Duplicated Green Standards Are Doubly Wrong
If Green IT is all about efficiency and cutting waste, then why are organisations duplicating their efforts, asks Peter Judge
Sustainable IT is all about efficiency, isn’t it? About cutting wasted energy? So why are green IT people working on multiple standards, and duplicating their efforts?
This week, we heard about the ITU’s Universal Charger standard: a great idea, as it will do away with the need for phone companies to ship a charger with every phone, and for users to have multiple chargers for multiple devices.

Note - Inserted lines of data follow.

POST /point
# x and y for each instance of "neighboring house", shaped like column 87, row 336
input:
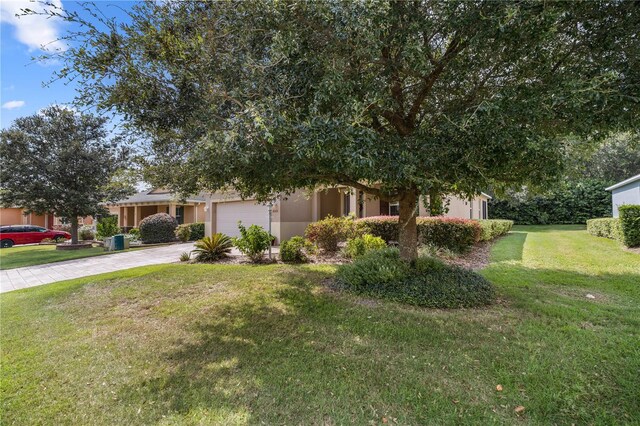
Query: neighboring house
column 625, row 192
column 16, row 216
column 132, row 210
column 292, row 214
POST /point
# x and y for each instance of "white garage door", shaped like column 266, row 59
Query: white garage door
column 228, row 215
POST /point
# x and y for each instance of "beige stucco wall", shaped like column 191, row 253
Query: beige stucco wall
column 11, row 216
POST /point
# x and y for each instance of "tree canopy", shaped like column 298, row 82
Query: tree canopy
column 61, row 162
column 395, row 98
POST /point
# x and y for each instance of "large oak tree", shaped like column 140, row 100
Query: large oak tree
column 395, row 98
column 61, row 162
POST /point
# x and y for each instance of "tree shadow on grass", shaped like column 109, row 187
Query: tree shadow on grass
column 309, row 357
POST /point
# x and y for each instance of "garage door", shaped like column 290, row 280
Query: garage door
column 228, row 215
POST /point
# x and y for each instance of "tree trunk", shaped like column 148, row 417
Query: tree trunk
column 408, row 239
column 74, row 229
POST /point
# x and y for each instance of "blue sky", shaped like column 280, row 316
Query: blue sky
column 21, row 38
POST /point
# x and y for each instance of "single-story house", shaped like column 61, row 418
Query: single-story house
column 132, row 210
column 625, row 192
column 17, row 216
column 291, row 215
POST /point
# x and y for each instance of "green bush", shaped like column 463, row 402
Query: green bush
column 630, row 224
column 183, row 232
column 107, row 226
column 86, row 233
column 429, row 283
column 361, row 245
column 295, row 250
column 494, row 228
column 607, row 227
column 197, row 231
column 572, row 202
column 158, row 228
column 253, row 241
column 447, row 232
column 330, row 231
column 210, row 249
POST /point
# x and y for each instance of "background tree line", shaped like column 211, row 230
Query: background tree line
column 581, row 194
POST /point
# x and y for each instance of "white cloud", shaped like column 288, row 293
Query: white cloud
column 35, row 31
column 13, row 104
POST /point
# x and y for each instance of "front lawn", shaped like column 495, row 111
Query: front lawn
column 29, row 255
column 236, row 344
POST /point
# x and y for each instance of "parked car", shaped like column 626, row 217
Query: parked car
column 28, row 234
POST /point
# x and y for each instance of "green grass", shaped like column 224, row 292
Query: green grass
column 231, row 344
column 19, row 256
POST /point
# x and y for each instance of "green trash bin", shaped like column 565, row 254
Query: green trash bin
column 118, row 242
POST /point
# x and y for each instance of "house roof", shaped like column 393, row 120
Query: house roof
column 623, row 183
column 151, row 197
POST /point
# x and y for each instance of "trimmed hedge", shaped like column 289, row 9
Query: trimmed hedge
column 452, row 233
column 630, row 224
column 158, row 228
column 607, row 227
column 361, row 245
column 430, row 283
column 572, row 202
column 197, row 231
column 330, row 231
column 494, row 228
column 295, row 250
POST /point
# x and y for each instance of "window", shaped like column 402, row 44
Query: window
column 346, row 204
column 180, row 214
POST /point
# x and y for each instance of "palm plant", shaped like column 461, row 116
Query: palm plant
column 210, row 249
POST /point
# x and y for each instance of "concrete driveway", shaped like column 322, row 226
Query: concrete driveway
column 31, row 276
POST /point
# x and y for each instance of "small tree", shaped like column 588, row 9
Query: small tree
column 60, row 162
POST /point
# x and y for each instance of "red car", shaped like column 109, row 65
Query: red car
column 28, row 234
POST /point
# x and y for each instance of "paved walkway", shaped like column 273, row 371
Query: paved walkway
column 31, row 276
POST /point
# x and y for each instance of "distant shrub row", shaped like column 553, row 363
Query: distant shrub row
column 566, row 204
column 625, row 229
column 450, row 233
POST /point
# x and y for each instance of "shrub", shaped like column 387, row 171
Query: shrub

Only, the universal charger isn’t so universal. There’s a European standard for it, released by standards bodies CENELEC and ETSI, and guess what? The two standards are different. They specify different power levels, and diverge on whether there should be a detachable power cable.
In practice, this may not matter much, because the success of these things actually depends on what is adopted by the vendors in the market. They also depend on the speed with which standards are developed and promulgated of course – and ITU has been working on this (apparently quite simple) idea for about two years.
Standards disputes are time-consuming and wasteful, and you would think that green advocates would lead the way in avoiding them.
Green data centre standards
In the more complex world of data centre sustainability there are plenty of standards, and it’s not instantly clear whether they overlap and conflict.
However online webinar company BrightTalk’s Green Week summit last month, found it had to run a whole webinar on “Decoding Data Centre Efficiency Metrics” intended to help users find their way through the maze of different standards they can work with.
The Green Grid’s PUE (power usage effectiveness) is the most simple; it just takes the energy input to the data centre and divides it by the energy that reaches the IT equipment. And yet, there is a “cottage industry” developing around a whole set of variations on the measure, Gary Thornton of CNet Training said on the call.
When you consider measures for the performance of the whole data centre, you have the EU Code of Conduct, a government-sponsored set of best practices for making a data centre more efficient. This has only about 64 data centres signed up to it so far, despite being very well regarded.
Supporters of the code say its influence is greater than that, because there is a possibility that at some point it may become mandatory, and enforced as part of programmes such as the CRC energy efficiency scheme.
Meanwhile, the PUE-proponent the Green Grid has launched its own codification of best practice, the Data Center Maturity Model. Where the EU code is authoritative and formal, the DCMM has a spreadsheet, and the prospect of “graphic equaliser” bars to display your data centre’s progress towards green Nirvana.
DCMM is cool and funky, the Code is formal, but both cover more or less the same ground.
In this instance, the overlap is probably not serious – there is a big overlap in the people developing the models, and they were both represented in that webinar. They are working from the same fundamental ideas.
Also, there’s probably a lot of benefit in having packages of data centre efficiency which can promote the ideas in the different atmospheres of public and private sector organisations. DCMM, if you like, can be seen as taking the EU Code ideas where they might not have otherwise reached.
Still, I do hope that sustainability advocates can avoid any unecessary duplication. Wasted effort in standards designed to cut waste, would be doubly wrong.